Ma qualcosa è rotto dentro Luca. Iniziano le prime frequentazioni con i farmaci, le cliniche specializzate, i momenti di totale fermo alternati a quelli di grande produttività. Si incolpa della morte della mamma, pensa finanche che il suo uso ripetuto della scala in Mi minore abbia indotto Chet Baker al suicidio. Tenta di separarsi dalla musica: si taglia i polpastrelli delle dita e cerca di rendersi sordo. Il 29 marzo 1995, 10 giorni dopo aver registrato 5 brani musicali al Planet Sound Studios di Firenze, muore impiccandosi nella sua casa di Montevarchi. Il suo testamento sarà “How far can you fly?”, l’album che contiene i suoi ultimi brani.

Luca non è solo la follia o la depressione e la sua musica non parla di quello. Lui usava la musica per raccontare, per descrivere, era il suo linguaggio. Le note lettere dell’alfabeto, i suoi brani lunghi racconti di un mondo che apparteneva a lui e a noi che li ascoltiamo.

“Il linguaggio della musica è uno, ed è quello dell’anima, là dove le parole ci ingannano con i loro mille significati.
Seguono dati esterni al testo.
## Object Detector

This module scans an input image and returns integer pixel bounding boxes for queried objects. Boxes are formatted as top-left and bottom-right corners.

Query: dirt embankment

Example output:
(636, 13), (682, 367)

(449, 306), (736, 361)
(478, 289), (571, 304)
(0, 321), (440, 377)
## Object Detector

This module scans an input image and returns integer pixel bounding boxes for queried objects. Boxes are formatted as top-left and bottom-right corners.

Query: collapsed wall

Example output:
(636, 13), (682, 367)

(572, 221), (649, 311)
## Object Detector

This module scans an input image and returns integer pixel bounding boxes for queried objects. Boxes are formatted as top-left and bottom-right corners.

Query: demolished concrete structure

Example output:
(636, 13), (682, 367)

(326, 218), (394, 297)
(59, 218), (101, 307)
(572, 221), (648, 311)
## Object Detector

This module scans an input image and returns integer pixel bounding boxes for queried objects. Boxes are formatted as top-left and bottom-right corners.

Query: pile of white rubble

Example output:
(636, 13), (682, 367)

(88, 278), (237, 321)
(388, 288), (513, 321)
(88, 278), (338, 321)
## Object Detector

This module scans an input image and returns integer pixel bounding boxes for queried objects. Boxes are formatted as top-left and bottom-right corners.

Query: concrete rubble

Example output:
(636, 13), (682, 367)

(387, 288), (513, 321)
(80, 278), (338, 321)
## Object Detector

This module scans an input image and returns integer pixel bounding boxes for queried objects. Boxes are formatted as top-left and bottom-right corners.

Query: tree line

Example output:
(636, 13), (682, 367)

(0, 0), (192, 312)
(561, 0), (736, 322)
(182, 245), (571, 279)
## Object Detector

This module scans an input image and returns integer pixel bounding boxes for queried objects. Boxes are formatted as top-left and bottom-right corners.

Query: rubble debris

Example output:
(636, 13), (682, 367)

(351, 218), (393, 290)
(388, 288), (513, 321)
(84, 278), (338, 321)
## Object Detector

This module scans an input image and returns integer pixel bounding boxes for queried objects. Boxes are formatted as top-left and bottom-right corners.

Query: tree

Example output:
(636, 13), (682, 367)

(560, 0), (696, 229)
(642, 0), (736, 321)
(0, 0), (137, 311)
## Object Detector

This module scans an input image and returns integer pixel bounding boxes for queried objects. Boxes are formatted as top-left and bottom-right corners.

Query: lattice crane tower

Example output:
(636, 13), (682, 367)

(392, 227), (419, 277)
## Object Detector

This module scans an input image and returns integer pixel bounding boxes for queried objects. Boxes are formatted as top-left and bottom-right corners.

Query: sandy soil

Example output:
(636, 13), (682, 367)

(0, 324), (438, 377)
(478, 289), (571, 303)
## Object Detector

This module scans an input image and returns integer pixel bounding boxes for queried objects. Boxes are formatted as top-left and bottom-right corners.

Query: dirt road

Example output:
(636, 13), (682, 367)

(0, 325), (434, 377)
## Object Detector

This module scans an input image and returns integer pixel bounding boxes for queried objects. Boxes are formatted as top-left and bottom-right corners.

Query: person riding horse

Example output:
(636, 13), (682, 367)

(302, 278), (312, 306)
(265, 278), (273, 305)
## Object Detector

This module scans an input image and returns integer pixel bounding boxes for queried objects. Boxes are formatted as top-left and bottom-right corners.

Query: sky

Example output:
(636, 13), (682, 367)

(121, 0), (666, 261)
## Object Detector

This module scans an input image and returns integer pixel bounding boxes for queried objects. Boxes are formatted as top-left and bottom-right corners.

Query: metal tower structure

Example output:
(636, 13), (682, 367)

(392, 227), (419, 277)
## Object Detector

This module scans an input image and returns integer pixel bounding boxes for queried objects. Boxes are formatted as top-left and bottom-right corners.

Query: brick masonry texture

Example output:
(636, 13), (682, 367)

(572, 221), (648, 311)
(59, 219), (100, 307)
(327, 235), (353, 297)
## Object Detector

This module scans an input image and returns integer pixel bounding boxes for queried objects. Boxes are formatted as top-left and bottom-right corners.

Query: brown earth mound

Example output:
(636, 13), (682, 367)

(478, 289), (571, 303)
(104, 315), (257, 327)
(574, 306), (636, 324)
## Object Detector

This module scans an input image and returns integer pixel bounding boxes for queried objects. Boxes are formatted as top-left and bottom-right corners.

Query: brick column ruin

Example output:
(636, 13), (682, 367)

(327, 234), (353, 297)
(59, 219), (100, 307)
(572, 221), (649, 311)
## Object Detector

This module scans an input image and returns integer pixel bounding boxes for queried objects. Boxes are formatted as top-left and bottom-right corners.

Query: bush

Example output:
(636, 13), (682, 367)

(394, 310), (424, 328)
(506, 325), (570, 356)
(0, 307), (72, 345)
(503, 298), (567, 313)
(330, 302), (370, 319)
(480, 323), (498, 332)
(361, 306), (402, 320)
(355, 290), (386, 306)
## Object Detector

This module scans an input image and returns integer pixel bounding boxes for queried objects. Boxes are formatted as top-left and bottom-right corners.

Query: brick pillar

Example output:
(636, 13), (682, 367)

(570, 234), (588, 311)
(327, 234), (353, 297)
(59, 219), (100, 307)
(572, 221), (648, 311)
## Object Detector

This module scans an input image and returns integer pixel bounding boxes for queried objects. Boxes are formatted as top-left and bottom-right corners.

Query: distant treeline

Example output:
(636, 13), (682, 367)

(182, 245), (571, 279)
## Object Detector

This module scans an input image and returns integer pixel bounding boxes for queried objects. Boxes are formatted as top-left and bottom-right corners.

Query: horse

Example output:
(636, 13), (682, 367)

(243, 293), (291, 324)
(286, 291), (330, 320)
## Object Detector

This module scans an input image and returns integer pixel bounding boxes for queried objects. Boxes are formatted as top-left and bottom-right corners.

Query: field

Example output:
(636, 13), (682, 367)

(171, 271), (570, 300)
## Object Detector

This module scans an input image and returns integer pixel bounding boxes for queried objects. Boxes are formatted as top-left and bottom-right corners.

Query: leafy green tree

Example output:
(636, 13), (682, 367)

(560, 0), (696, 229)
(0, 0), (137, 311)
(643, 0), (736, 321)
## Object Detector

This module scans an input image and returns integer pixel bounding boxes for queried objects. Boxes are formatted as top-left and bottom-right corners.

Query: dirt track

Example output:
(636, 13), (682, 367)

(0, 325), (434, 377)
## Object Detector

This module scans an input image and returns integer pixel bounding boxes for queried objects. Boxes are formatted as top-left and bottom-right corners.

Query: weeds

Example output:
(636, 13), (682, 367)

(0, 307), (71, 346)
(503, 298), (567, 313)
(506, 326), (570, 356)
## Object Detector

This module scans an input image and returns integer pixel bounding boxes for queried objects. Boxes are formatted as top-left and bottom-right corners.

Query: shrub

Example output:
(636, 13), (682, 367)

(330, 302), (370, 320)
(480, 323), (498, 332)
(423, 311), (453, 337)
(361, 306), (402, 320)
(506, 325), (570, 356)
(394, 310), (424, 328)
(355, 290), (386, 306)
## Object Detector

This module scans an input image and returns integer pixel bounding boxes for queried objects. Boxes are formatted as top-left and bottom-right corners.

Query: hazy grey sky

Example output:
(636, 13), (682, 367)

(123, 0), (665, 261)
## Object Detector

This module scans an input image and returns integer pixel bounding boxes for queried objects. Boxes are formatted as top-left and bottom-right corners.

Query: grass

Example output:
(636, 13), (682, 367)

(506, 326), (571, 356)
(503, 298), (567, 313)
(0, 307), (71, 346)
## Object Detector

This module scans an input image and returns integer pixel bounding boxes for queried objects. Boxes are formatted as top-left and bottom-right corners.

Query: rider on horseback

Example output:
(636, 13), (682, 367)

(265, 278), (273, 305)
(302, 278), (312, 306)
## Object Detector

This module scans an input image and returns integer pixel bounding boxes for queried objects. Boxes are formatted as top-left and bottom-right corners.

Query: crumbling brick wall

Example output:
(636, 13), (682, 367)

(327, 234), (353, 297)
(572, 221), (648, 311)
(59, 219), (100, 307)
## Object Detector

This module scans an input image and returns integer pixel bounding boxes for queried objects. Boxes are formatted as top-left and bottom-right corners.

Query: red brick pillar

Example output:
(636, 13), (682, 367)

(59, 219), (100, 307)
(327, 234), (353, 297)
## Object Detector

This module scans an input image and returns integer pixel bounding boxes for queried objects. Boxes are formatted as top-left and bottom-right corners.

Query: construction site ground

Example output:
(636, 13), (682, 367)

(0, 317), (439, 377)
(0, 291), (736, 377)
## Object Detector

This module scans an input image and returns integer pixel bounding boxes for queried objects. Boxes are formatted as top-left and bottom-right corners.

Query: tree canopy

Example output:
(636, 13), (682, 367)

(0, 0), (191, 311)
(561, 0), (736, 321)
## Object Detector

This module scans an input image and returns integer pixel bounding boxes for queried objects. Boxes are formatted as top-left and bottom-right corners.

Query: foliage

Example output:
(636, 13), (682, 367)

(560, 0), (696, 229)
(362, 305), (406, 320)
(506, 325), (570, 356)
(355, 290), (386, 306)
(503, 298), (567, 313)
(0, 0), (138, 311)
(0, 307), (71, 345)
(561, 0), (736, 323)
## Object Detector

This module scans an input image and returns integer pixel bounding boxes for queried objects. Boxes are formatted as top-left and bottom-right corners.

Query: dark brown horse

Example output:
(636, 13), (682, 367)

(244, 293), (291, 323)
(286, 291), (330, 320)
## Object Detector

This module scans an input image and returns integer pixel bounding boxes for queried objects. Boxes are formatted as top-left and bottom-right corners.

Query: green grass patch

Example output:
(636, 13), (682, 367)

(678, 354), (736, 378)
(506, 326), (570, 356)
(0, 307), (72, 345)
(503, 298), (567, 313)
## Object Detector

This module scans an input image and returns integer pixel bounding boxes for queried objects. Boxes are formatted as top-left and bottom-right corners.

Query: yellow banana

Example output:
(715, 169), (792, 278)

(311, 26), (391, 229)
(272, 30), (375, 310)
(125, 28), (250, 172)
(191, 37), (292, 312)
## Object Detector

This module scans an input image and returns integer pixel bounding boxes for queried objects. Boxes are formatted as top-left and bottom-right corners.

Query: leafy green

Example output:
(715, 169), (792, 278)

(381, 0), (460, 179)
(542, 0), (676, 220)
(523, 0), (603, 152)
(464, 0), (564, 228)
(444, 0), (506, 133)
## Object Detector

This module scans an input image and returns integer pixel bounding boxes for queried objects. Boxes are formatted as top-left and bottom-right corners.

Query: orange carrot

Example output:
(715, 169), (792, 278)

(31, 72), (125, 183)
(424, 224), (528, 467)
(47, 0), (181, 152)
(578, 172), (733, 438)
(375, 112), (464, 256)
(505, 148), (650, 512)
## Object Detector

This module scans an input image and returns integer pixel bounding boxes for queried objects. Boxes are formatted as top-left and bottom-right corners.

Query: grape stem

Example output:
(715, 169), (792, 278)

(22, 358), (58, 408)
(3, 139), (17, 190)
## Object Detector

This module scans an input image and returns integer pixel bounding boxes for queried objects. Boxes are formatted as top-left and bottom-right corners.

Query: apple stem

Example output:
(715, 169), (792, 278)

È libera di volare in paradiso, di scendere nelle viscere dell’inferno o di starsene a galleggiare nel limbo. Io amo quei musicisti che cantano, scrivono e suonano ogni nota come se fosse l’ultima.Luca Flores, Staten Island, New York, 1990.

Luca parla con e attraverso le note, le colora come se stesse dipingendo un quadro. Il risultato èLucaFlores_g che chi ascolta Luca Flores non può far a meno di ridere, piangere, commuoversi o arrabbiarsi ogni volta che cambia scala o tonalità o semplicemente ritmo. La musica di Luca Flores è cosi: ti prede da subito e non ti lascia più andare. Sa scendere nel profondo, sa parlarti come pochi sanno fare e soprattutto ti fa conoscere veramente quei polpastrelli tagliati che scendono e salgono lungo gli 88 tasti

Da ascoltare:

Luca Flores – Where Extremes Meet – Splasc(h) Records
Luca Flores – Sounds And Shades Of Sound – Splasc(h) Records
Luca Flores – For Those I Never Knew (piano solo) – Splasc(h) Records (postumo)
Massimo Urbani – Easy To Love – Red Records
Chet Baker – A Night At The Sha-li-mar – Philology
Chet Baker – Chet Baker’s Last Recording as Quartet – Timeless

Curiosità:  Walter Veltroni (noto jazzofilo) ha scritto un libro su Luca Flores: Il disco del mondo. Vita breve di Luca Flores, musicista (Rizzoli). È molto bello ed emozionante, potete trovare l’edizione con il dvd in cui sono raccolti i racconti di amici e parenti. Anche Francesca de Carolis ha scritto un libro, basandosi su i racconti dell’ultima compagna di Luca, Michelle: Angela, Angelo mio io non sapevo (Stampa Alternativa). Riccardo Milani ha fatto un film nel 2007: Piano, solo con Kim Rossi Stuart nel ruolo di Luca.